Dit betekent dat de EU-lidstaten maatregelen moeten nemen om de populaties van deze soorten op een niveau te houden of te brengen dat met name beantwoordt aan de ecologische, wetenschappelijke en culturele eisen. Daaronder wordt onder andere een gunstige staat van instandhouding verstaan. Het begrip Staat van instandhouding is zo ongeveer synoniem voor de mate van duurzaamheid of gezondheid van een populatie van een soort.
De Vogelrichtlijn verlangt van de lidstaten dat ze leefgebieden voor vogels in voldoende omvang en kwaliteit in stand houden, waaronder door de aanwijzing van speciale beschermingszones ten behoeve van het Europese Natura 2000-netwerk. Voor de Ruigpootuil zijn in Nederland geen speciale beschermingszones aangewezen. De landelijke populatie moet zich wel op een gunstig niveau kunnen handhaven.
Methodiek voor de bepaling van de Staat van instandhouding van vogels
broedvogel
De Staat van Instandhouding van de Ruigpootuil als broedvogel in Nederland is onbekend.

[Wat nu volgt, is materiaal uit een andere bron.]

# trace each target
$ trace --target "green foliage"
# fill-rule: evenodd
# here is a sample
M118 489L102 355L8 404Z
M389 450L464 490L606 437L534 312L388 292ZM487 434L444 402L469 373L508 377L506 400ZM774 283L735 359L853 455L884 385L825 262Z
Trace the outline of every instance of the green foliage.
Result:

Beoordeling Staat van Instandhouding | ||||
Verspreiding | Populatie | Leefgebied | Toekomst | Eindoordeel |
onbekend | onbekend | onbekend | onbekend | onbekend |
niet-broedvogel
De Staat van Instandhouding buiten het broedseizoen is (vooralsnog) niet te bepalen.
Aangewezen gebieden
Er zijn geen gebieden aangewezen voor deze soort.
Telrichtlijnen
Broedvogels
Methode
Territoriumkartering
Tijd van het jaar
Begin februari t/m eind juli
Tijd van de dag
In schemering en 's nachts.
Datumgrenzen, normbezoeken en fusieafstand
geldige waarnemingen | normbezoeken | minimaal vereist | fusie- | |||||||||
adult | paar | terr | nest | migrant | 1 | 2 | 3 | seizoen | datumg | datumgrens | afstand | |
. | X | X | X | 2 | 25-1 t/m 30-6 | 1000 |
Aanwijzingen
Alle waarnemingen noteren met speciale aandacht voor roepende vogels en bedelende jongen (zie Bijzonderheden). Systematisch bossen afwerken met recorder kan zinvol zijn. Maak kruispeiling van geluid, dat honderden meters verwijderd kan zijn. Bij lokaal gunstige situatie kunnen territoria dicht bijeen bezet zijn (Duitsland: tot 40 m afstand).
Documentatie
Uitgebreide beschrijving soort (geluidsopname) en gedetailleerde documentatie noodzakelijk met per waarnemingsdatum hoogste broedcode. Soort wordt beoordeeld door CDNA. Territoria worden af en toe gemeld (Drenthe, Veluwe), maar zekere broedgevallen zijn uitermate schaars. SOVON garandeert desgewenst geheimhouding exacte locatie!
Bijzonderheden
Zang meestal vanuit boomtop, waardoor het geluid ver draagt. Vooral te horen in februari en maart, valt stil na eileg. In Nederland (meeste mannetjes waarschijnlijk ongepaard) soms door zingend tot in juni. Bedelgeluid van jongen lijkt op zachte versie van bedelende Bosuilen. De bibberroep van een Bosuilen (zowel mannetje als vrouwtje) kan soms verrassend lijken op de zang van een Ruigpootuil, maar is te snel en heeft in het algemeen meer lettergrepen. Zang Ruigpootuil begint soms met roller van meer dan 12 segmenten, maar neemt dan snel af tot 5-7 segmenten ('poe-poe-poe-poe-poe-poe,'). Bosuil-roller gaat sneller, segmenten zijn nauwelijks van elkaar gescheiden en er treedt na verloop van tijd geen vertraging op. Vrouwtje roept karakeristiek kort 'chuk,'.
Broedbiologie
Nestelend in oude naald- en gemengde bossen, ook wel beukenbos, veelal de randen mijdend; in Nederland uitsluitend in grote bossen (veelal sparrenbos met oude loofbomen en kaalkap/jonge aanplant). Nestelt in holen van Zwarte Specht, zelden Groene Specht en in nestkasten van geschikt formaat. Eileg begin april tot in mei, maar in muizenrijke jaren ook vroeger. Eén tot twee broedsels per jaar (bij zeer gunstige voedselsituatie twee ineengeschoven broedsels mogelijk), meestal 3-6 eieren, broedduur 26-28 dagen per ei (bebroeding vanaf eerste ei), nestjongenperiode 29-36 dagen, jongen worden 4-6 weken gevoerd.
Literatuur
van Manen W., Pot A., Ottens G. & Jonker M. 2009. Ruigpootuilen in Drenthe in 2008. Limosa 89: 49-58.